Bundan sonra tekrar sordum:
- Ey ölüm meleği, herkesin ruhunu sen mi alırsın?
Şöyle anlattı:
- Yaratıldıktan bu yana; yerimden kımıldamadım. Bana yetmiş bin melek hizmet eder. Her birinin eli altında da yetmiş bin melek var. Bir kimsenin ruhunu almak istediğim zaman, onlara emrederim. Onlar gidip onun ruhunu boğazına getirirler. Bundan sonra elimi uzatıp onun ruhunu alırım.
Tekrar sordum:
- İstediğim odur ki, ümmetim zaiftir. Onları mülayim bir şekilde, şefkatle tutasın.
Şöyle dedi:
- Yüce Allah'ın izzeti ve celâli hakkına; ki o sizi hatem'ül-enbiya kıldı; bana bizzat o Yüce Yaratıcı gece ve gündüz yetmiş kere hitab edip şöyle buyurur:
- Muhammed ümmetinin ruhlarını kolaylıkla, sühuletle al; onların işlerini lütufla gör.

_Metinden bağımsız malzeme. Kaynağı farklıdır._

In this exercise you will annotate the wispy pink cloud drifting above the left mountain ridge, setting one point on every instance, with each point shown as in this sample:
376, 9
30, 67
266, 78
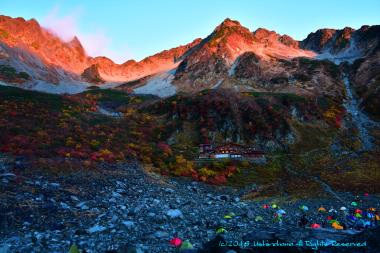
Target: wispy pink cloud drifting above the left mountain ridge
96, 42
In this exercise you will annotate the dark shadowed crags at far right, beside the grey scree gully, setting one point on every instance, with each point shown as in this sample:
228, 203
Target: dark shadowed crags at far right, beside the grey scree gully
359, 50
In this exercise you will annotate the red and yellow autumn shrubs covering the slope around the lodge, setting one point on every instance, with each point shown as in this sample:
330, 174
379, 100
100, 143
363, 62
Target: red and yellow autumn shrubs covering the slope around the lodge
71, 127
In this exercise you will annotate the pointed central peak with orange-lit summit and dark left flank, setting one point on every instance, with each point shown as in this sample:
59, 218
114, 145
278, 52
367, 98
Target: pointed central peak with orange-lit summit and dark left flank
212, 59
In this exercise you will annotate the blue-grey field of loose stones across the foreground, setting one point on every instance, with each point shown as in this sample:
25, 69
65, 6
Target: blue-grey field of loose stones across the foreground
120, 207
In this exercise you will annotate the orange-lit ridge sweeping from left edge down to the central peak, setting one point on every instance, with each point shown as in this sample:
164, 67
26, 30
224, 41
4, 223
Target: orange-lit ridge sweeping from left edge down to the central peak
53, 60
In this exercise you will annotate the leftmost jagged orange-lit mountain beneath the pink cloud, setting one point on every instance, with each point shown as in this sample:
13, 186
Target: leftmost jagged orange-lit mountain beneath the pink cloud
29, 48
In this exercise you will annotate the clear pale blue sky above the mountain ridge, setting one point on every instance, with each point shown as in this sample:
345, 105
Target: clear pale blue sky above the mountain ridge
135, 29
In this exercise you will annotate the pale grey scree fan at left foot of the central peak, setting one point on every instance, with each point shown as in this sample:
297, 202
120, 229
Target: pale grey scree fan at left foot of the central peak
159, 85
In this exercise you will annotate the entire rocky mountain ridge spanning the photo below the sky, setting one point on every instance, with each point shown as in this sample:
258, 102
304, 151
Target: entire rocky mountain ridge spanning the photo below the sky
231, 57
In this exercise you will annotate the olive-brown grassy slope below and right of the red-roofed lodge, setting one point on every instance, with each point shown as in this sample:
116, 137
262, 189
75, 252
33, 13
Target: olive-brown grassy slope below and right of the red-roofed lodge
312, 156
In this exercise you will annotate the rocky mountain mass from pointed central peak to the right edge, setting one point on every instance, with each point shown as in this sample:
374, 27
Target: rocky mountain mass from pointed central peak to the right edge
234, 57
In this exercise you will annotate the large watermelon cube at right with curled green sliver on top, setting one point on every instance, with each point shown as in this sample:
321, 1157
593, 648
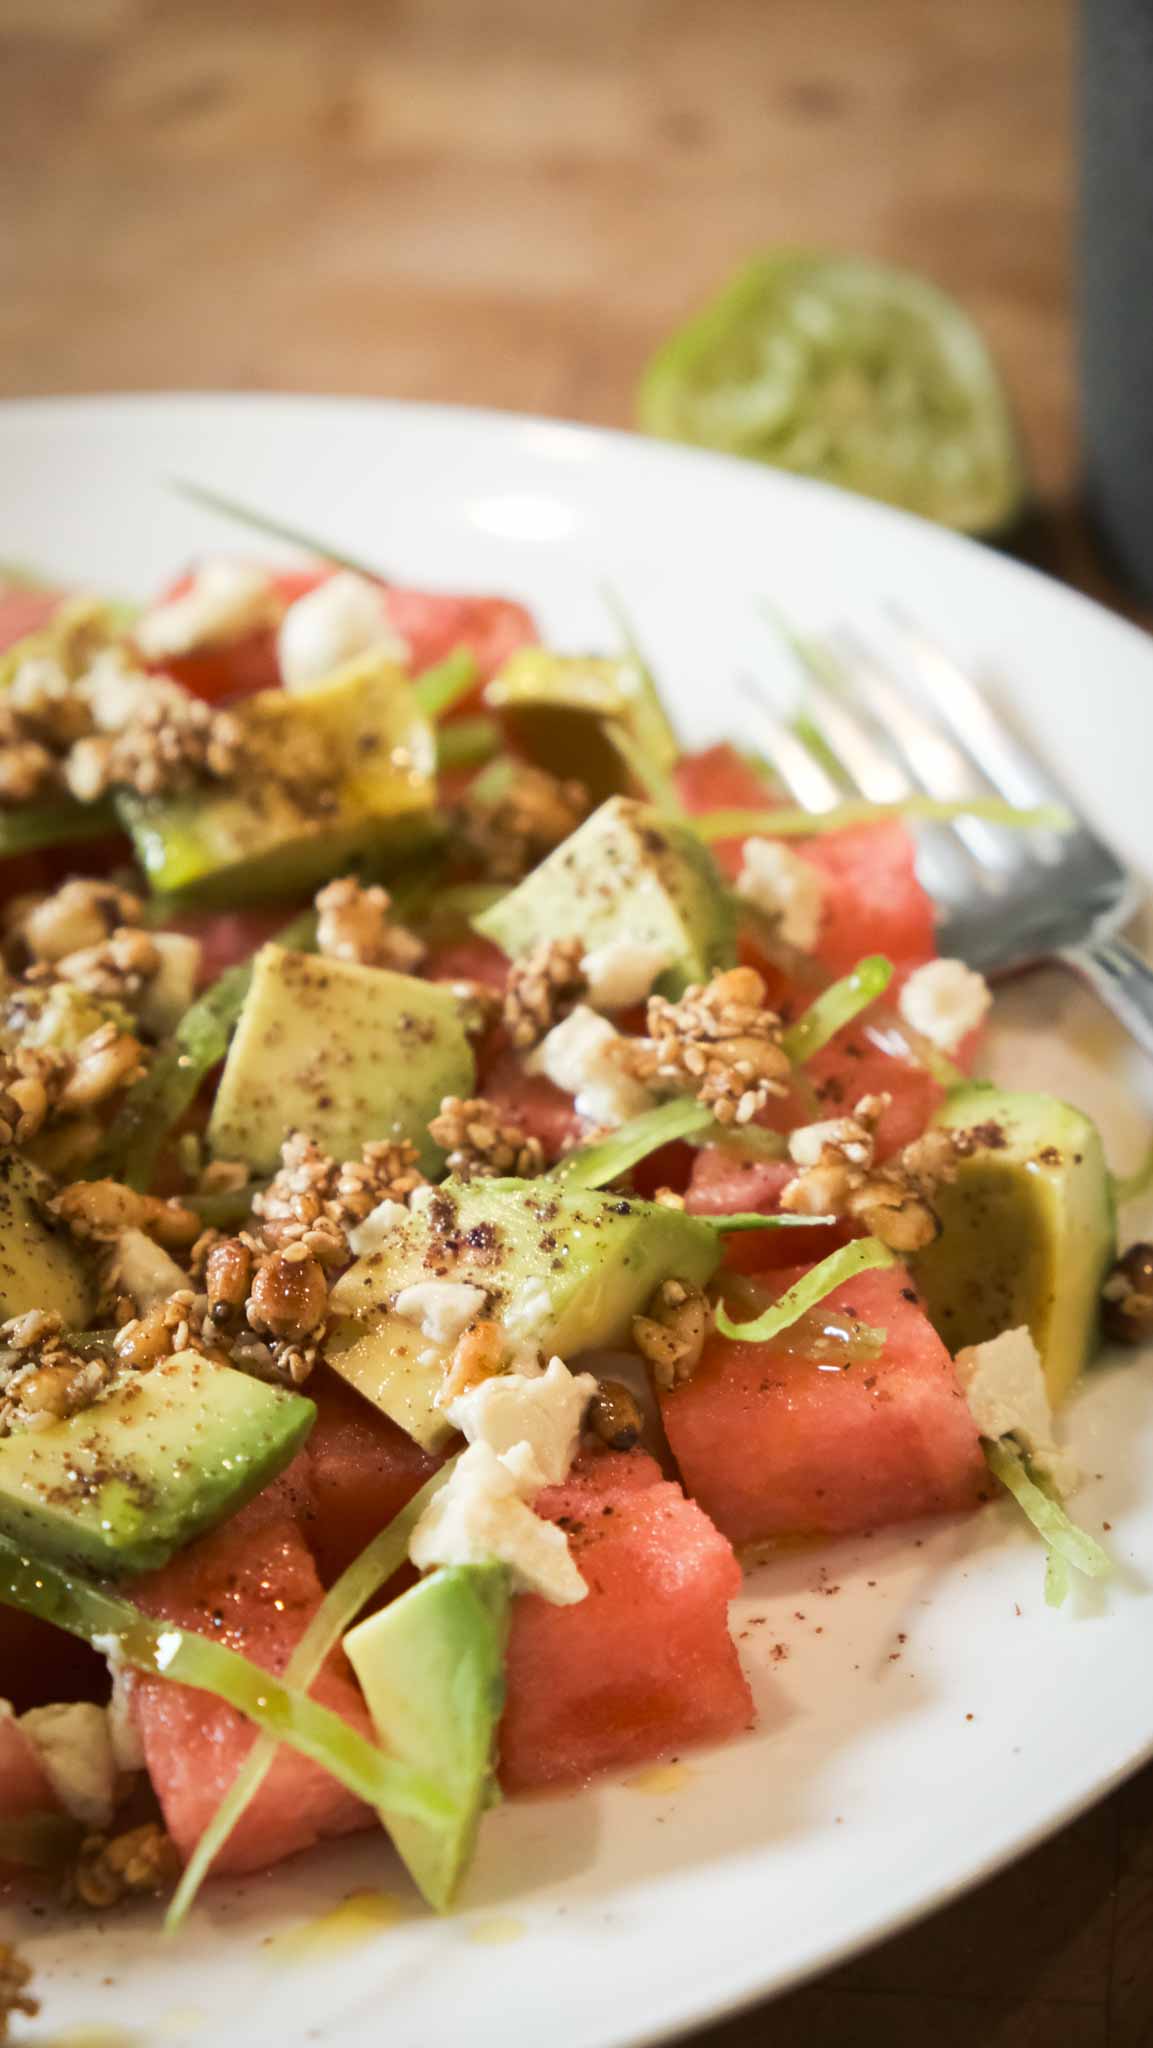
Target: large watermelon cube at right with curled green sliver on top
787, 1447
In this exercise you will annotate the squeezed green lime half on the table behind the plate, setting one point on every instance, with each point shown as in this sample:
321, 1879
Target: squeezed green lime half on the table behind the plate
851, 372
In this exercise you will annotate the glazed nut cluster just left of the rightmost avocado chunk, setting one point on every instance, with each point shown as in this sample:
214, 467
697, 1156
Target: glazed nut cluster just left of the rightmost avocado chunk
841, 1179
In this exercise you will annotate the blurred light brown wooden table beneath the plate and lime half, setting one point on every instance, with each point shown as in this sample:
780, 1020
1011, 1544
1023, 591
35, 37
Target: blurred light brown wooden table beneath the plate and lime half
507, 202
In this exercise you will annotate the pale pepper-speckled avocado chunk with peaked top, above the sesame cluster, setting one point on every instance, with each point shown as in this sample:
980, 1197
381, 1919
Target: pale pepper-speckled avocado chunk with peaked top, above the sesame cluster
626, 876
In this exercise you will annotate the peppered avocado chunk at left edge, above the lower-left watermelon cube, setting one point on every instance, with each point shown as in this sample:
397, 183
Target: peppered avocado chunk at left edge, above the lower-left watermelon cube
159, 1459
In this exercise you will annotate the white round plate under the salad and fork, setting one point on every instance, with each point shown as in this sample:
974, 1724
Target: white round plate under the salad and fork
931, 1717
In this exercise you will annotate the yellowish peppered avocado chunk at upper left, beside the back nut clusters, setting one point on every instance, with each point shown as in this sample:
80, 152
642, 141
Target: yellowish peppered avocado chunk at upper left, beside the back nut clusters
331, 777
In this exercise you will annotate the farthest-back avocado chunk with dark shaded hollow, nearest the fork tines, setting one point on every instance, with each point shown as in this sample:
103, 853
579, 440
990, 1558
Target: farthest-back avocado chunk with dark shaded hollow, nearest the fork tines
562, 712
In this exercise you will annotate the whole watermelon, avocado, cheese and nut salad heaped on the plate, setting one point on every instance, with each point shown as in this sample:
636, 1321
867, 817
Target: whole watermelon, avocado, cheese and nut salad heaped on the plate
474, 1179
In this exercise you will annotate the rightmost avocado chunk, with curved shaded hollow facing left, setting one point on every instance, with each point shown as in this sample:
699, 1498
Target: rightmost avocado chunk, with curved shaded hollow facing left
1027, 1230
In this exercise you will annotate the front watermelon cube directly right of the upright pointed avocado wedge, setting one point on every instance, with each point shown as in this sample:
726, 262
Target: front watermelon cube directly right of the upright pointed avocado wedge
646, 1664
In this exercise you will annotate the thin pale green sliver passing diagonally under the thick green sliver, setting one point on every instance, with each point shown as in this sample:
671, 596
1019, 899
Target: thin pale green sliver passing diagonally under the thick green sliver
337, 1613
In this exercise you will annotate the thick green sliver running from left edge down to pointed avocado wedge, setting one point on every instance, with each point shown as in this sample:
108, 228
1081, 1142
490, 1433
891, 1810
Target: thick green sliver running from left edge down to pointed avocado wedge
97, 1617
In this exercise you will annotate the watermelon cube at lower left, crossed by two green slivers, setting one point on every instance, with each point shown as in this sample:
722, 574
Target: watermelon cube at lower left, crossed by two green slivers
255, 1588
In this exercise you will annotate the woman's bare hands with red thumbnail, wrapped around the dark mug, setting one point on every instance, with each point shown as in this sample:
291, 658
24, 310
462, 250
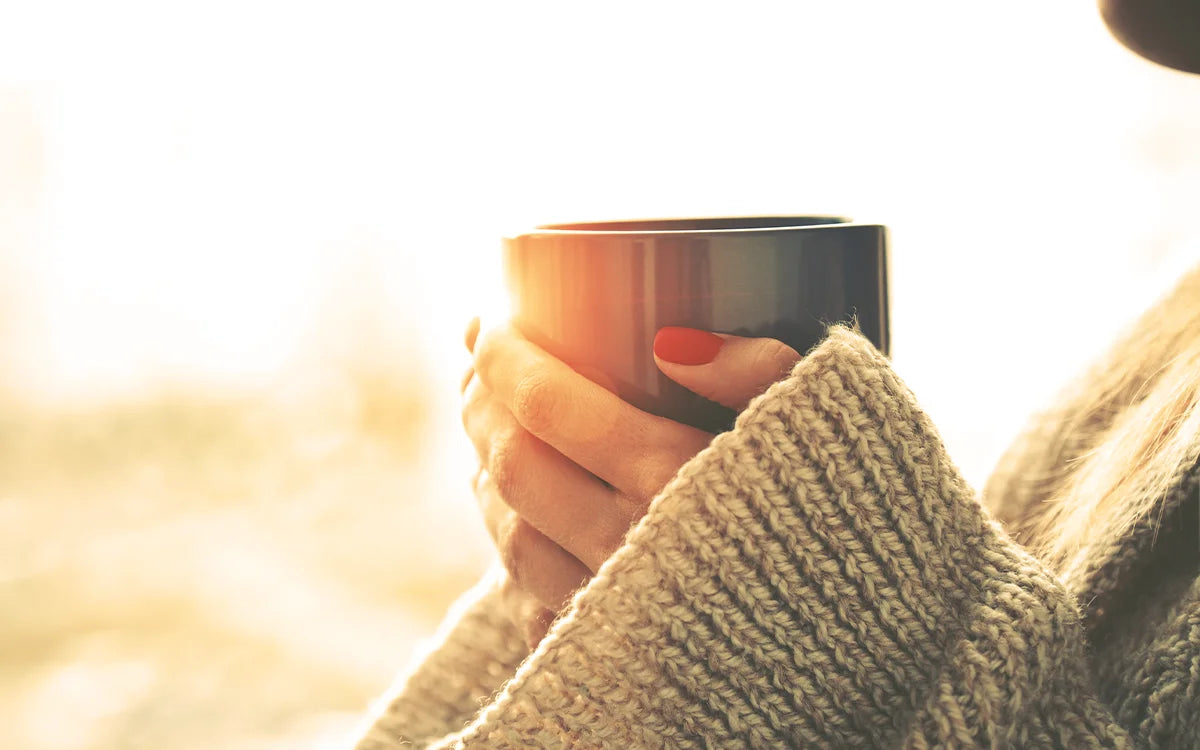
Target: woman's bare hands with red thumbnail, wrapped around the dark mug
567, 467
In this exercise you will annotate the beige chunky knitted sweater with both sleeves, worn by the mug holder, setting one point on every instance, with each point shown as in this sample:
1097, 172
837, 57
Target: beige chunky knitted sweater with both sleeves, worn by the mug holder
823, 577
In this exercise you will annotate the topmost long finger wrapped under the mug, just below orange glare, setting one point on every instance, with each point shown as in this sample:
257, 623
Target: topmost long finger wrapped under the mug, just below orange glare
635, 452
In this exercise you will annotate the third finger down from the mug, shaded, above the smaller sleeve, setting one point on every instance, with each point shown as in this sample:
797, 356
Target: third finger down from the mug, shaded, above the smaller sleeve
536, 563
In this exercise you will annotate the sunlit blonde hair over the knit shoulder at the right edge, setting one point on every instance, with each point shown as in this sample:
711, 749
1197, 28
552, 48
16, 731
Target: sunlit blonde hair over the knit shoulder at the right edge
1118, 443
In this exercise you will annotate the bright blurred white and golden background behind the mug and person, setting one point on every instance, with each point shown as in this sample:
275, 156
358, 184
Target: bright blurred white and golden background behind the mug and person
239, 243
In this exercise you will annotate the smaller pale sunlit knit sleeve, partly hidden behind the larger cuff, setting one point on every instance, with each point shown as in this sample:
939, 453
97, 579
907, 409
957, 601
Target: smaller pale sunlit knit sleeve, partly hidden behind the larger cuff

Şüphesiz ben, ümmetinize, analarından ve babalarından daha şefkatle tutkunum.
Bundan sonra Cebrail ezan ve kamet okudu; imam olup iki rekat namaz kıldım.
Yani: İkinci sema ehli ile.
(1) Sübhan'el-hanna'il-mennan. Sübhan'el-ebediyy'ül-ebed. Sübhan'el-mübdi'ül-muid.
(2) Sübhan'el-halik'il-azim. Sübhan'el-azim'il-alim. Sübhannellahi ve bihamdihi. Sübhanellah'il- azimi ve bihamdihi estağfirullah.
(3) Sübhannellahi ve bihamdihi. Sübhanellah'il- azimi ve bihamdihi estağfirullah.